My entire life has felt like chance. Random moments of loss and connection. This is
the first one that feels, instead, like fate.
“S O ?” L IL DEMANDS . “W HAT HAPPENED ?”
We’re on our way back to Hemingford, with Em stretched out and groaning on the backseat,
wearing dark glasses. Her face has a greenish tint.
I am determined not to give anything away. “Nothing happened. What happened with you?”
“Don’t change the subject, missy,” Lil says. “How’d you know that guy, anyway?”
I’ve already thought about an answer. “He’s come into the store a few times.”
Lil is skeptical. “What would he be doing in Hemingford?”
“He sells pianos.”
“Humph,” she says, clearly unconvinced. “Well, you two seemed to hit it off.”

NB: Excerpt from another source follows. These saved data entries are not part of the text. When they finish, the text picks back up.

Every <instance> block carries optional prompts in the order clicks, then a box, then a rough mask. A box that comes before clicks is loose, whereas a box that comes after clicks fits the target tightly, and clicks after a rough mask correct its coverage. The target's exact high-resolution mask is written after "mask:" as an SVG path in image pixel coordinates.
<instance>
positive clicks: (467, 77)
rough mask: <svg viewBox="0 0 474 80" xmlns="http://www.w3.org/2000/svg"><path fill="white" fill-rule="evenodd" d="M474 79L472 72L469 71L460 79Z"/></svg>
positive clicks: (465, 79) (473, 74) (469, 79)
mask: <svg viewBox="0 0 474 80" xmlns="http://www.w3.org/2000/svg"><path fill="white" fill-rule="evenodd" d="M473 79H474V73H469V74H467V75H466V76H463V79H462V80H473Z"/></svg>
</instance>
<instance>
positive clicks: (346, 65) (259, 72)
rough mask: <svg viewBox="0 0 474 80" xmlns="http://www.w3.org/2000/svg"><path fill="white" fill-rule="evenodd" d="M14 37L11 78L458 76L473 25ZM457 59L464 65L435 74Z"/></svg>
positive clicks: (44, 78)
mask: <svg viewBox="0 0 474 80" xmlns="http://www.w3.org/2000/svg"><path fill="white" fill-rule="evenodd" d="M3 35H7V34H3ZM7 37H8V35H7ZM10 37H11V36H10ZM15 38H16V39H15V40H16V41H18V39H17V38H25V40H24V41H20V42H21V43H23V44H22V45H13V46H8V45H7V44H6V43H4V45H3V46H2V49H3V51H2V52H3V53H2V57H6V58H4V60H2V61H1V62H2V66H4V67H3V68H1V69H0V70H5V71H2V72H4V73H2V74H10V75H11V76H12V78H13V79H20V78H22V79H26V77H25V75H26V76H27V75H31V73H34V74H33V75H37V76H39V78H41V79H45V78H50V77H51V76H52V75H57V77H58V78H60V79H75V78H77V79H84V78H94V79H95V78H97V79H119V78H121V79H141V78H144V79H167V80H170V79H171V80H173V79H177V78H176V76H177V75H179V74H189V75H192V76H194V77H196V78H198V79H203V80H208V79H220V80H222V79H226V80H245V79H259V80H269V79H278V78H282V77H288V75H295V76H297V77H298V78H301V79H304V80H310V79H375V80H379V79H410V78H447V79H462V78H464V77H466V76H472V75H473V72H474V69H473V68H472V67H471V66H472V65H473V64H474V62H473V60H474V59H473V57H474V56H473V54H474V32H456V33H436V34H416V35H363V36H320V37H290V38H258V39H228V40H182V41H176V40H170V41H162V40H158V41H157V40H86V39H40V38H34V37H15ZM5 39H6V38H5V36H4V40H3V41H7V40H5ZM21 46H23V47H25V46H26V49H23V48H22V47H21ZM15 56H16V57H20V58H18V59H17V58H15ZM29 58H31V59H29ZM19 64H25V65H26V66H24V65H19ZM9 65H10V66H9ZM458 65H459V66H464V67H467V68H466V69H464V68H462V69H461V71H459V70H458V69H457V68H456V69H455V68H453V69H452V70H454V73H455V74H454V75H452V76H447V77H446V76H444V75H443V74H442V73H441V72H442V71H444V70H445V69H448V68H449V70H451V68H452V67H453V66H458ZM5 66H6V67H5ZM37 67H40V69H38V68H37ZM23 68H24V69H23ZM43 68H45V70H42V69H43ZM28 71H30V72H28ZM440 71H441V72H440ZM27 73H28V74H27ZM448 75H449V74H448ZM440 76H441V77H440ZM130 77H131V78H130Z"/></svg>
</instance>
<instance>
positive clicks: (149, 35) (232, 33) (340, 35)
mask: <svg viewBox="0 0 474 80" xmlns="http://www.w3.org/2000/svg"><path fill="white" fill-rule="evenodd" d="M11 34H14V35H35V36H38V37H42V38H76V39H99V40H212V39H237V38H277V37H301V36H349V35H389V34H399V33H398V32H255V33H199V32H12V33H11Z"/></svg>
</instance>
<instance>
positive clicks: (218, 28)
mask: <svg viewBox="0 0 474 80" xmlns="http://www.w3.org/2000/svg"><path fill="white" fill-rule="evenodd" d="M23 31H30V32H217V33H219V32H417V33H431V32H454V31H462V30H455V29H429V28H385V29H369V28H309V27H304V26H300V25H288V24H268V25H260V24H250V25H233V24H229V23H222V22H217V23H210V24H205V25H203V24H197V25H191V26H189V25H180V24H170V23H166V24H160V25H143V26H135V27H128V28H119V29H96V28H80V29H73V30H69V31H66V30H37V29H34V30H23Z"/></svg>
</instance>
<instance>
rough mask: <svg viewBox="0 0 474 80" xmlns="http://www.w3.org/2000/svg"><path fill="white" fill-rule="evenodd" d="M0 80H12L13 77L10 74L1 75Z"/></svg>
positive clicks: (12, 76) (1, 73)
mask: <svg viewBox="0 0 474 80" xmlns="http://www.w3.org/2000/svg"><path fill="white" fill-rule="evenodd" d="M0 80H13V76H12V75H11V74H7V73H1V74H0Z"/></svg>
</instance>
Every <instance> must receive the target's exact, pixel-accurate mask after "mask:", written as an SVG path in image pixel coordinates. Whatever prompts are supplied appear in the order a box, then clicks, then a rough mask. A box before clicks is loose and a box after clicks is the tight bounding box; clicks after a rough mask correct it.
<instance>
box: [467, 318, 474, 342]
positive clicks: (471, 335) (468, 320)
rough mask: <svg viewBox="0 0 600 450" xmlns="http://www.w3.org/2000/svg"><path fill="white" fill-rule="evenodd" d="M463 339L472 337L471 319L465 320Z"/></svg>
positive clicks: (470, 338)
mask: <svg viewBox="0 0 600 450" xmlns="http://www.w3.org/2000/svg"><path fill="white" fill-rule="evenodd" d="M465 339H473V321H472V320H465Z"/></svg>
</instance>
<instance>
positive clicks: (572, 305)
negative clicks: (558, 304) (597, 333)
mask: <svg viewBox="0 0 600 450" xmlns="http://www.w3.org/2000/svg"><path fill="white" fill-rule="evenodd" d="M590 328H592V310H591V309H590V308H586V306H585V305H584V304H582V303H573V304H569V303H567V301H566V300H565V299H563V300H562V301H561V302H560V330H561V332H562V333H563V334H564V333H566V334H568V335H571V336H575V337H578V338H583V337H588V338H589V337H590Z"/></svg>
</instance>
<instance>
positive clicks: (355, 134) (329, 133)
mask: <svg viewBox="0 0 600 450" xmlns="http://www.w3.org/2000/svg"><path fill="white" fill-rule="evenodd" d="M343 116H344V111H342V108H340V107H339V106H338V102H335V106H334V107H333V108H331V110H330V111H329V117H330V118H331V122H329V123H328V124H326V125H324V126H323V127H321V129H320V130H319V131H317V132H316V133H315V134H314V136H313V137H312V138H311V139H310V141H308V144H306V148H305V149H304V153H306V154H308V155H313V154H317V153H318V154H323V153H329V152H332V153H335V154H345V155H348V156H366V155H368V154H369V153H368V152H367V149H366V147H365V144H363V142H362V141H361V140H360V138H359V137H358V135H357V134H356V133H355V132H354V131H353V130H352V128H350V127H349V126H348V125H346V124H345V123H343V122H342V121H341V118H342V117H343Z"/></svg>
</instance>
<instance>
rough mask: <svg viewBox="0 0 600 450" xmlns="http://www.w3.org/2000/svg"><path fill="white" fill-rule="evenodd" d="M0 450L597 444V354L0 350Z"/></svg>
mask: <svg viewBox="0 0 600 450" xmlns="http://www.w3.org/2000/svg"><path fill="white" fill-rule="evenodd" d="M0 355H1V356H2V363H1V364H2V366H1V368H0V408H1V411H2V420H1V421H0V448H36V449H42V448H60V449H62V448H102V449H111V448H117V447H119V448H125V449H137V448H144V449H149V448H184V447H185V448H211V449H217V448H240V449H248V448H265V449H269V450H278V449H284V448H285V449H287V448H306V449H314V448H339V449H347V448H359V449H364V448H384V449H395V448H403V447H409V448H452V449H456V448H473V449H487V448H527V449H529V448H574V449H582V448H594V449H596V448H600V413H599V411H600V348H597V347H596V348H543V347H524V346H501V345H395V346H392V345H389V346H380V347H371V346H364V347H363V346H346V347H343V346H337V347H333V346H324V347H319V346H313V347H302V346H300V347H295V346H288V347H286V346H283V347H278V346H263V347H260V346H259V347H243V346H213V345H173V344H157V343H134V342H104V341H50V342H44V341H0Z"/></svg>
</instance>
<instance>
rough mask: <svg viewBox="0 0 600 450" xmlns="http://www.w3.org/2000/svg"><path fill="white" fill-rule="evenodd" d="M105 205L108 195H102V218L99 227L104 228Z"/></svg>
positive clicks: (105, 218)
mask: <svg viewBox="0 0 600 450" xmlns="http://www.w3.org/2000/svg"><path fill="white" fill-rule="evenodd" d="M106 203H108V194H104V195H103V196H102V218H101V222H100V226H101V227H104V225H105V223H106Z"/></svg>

I shrug. “He’s nice enough.”
“How much money do piano players make, anyway?” Em says from the back.
I want to tell her to shut up. Instead I take a deep breath and say, breezily, “Who
knows? It’s not like I’m going to marry him or anything.”
Ten months later, after recounting this exchange to two dozen wedding guests in the
basement of Grace Lutheran Church, Lil raises her glass in a toast. “To Vivian and
Luke Maynard,” she says. “May they always make beautiful music together.”
Hemingford, Minnesota, 1940–1943
In front of other people I call him Luke, but he’ll always be Dutchy to me. He calls me Viv—it sounds a bit like Niamh, he says.